Here we have our container and application and a table showing our persistent history that has been captured so far.
The JSON feed from the USGS comes online, and the background context ingests the JSON data into the persistent store.
And persistent history captures the operation with great detail, much more than we can show you here.
Previously, though, our application would need to poll the store for new changes. But not with remote change notifications. Instead, we're notified that changes have been made, and the userInfo payload for the remote change notification has a history token so I can see the exact operation in persistent history.

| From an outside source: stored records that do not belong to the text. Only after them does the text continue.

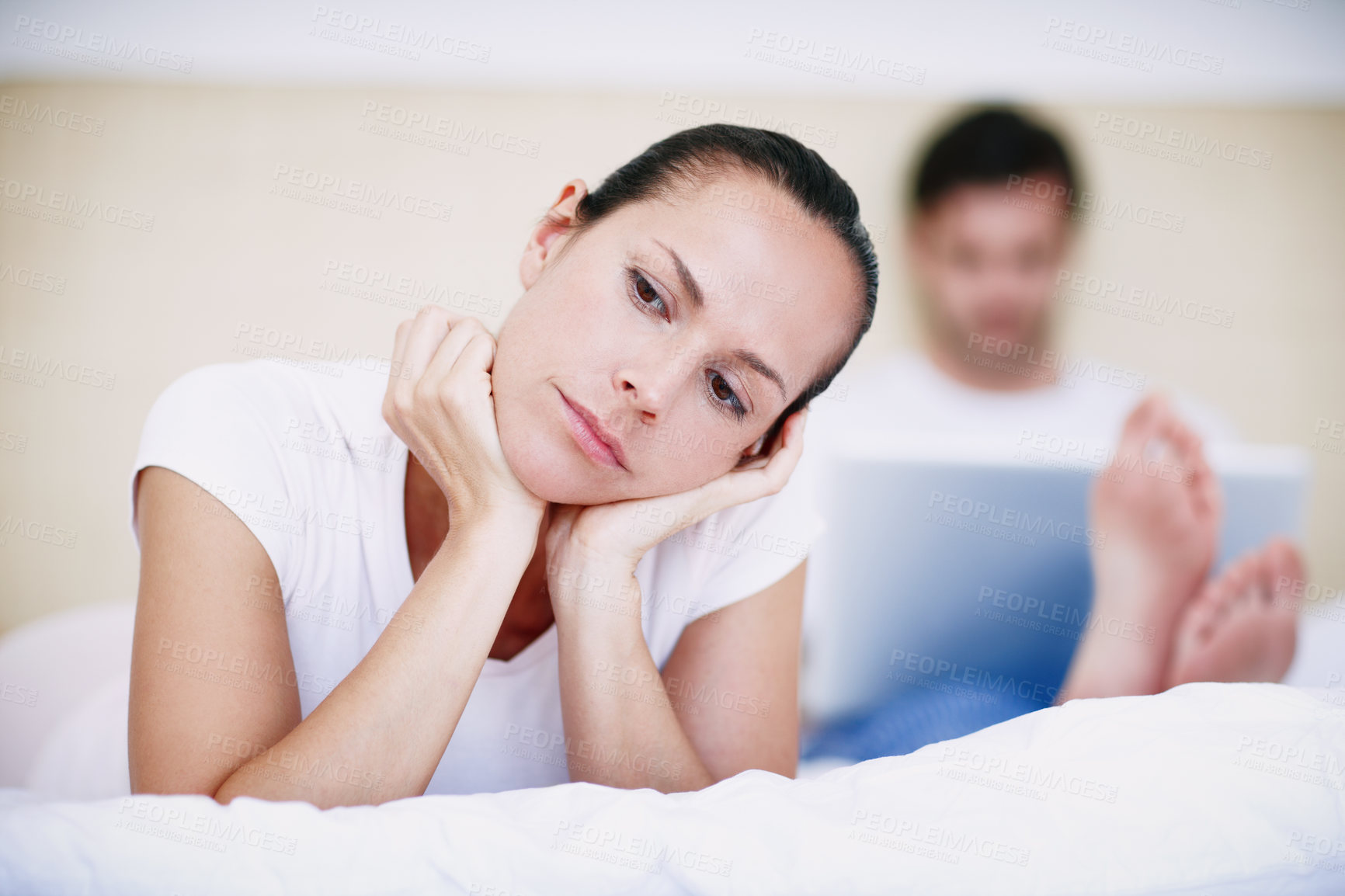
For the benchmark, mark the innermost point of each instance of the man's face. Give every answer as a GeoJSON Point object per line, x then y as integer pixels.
{"type": "Point", "coordinates": [988, 266]}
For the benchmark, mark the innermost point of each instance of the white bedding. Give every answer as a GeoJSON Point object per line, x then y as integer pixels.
{"type": "Point", "coordinates": [1208, 789]}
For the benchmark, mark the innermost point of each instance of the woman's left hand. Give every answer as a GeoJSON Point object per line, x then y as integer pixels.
{"type": "Point", "coordinates": [604, 543]}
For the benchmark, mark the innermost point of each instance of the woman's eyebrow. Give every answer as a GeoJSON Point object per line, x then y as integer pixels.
{"type": "Point", "coordinates": [693, 290]}
{"type": "Point", "coordinates": [689, 284]}
{"type": "Point", "coordinates": [753, 361]}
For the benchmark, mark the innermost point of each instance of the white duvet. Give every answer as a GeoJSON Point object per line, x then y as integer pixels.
{"type": "Point", "coordinates": [1208, 789]}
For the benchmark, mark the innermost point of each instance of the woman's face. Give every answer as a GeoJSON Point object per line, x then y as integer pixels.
{"type": "Point", "coordinates": [666, 339]}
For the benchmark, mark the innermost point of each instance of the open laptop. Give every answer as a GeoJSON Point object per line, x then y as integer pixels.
{"type": "Point", "coordinates": [963, 568]}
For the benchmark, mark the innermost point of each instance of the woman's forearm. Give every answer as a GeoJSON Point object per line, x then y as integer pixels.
{"type": "Point", "coordinates": [620, 727]}
{"type": "Point", "coordinates": [382, 731]}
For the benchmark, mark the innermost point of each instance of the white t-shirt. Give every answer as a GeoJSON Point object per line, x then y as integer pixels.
{"type": "Point", "coordinates": [908, 394]}
{"type": "Point", "coordinates": [307, 462]}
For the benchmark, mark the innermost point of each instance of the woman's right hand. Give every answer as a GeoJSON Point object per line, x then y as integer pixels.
{"type": "Point", "coordinates": [439, 402]}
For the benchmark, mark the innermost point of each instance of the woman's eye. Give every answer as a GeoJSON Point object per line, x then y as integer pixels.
{"type": "Point", "coordinates": [721, 387]}
{"type": "Point", "coordinates": [646, 293]}
{"type": "Point", "coordinates": [724, 393]}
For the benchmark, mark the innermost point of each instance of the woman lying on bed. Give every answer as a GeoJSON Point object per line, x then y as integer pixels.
{"type": "Point", "coordinates": [588, 567]}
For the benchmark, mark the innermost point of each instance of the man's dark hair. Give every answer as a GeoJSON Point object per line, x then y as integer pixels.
{"type": "Point", "coordinates": [986, 147]}
{"type": "Point", "coordinates": [692, 156]}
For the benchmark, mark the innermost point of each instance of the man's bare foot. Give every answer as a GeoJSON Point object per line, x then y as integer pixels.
{"type": "Point", "coordinates": [1156, 512]}
{"type": "Point", "coordinates": [1243, 624]}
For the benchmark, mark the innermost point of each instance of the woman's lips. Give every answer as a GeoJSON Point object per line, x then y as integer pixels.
{"type": "Point", "coordinates": [593, 439]}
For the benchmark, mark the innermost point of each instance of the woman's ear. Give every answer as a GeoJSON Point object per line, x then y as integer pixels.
{"type": "Point", "coordinates": [542, 242]}
{"type": "Point", "coordinates": [755, 451]}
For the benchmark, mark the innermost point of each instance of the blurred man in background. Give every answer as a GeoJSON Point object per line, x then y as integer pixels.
{"type": "Point", "coordinates": [988, 259]}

Let's see how this works as our application evolves.
Our application has some new additions: a share extension, a second application that harnesses the same data, and a handy Photos extension. When one of these new additions makes a change to the persistent store, the operation is recorded in persistent history.
However, when an application comes to the foreground, it needs to poll for history, which is really expensive.
But if we have remote change notifications enabled, we get notified when our app is brought to the foreground...
and on subsequent changes by our Photos extension...
and our second application...
and our share extension.
When our app relaunches, it is notified and can easily see what has changed with persistent history.
These two features make it really easy to know who, what, when, where, and how the persistent store has changed. Lastly, a quick tip on persistent history.
A rather handy tip for persistent history is the same we told you earlier for fetch requests. Make sure to tailor the request to your application's needs.
Here, we have an example of how to tailor the change request so that we can find all the changes for a specific ObjectID after a given date.
First, we start off by getting our entity description for the persistent history change object...
so that we can use it to build our fetch request and set the entity.
Then we set our predicate here, looking for changes to a specific ObjectID, and then we create our history request, and set the fetch request.
And voilà, execute. Our results will only be those changes for the given ObjectID after the specific date. That's all we have for this session. A quick recap: batch when possible, tailor your fetches to the intended use and harness the power of notifications and persistent history. Thanks to all of you and to the Core Data team. It's been an honor.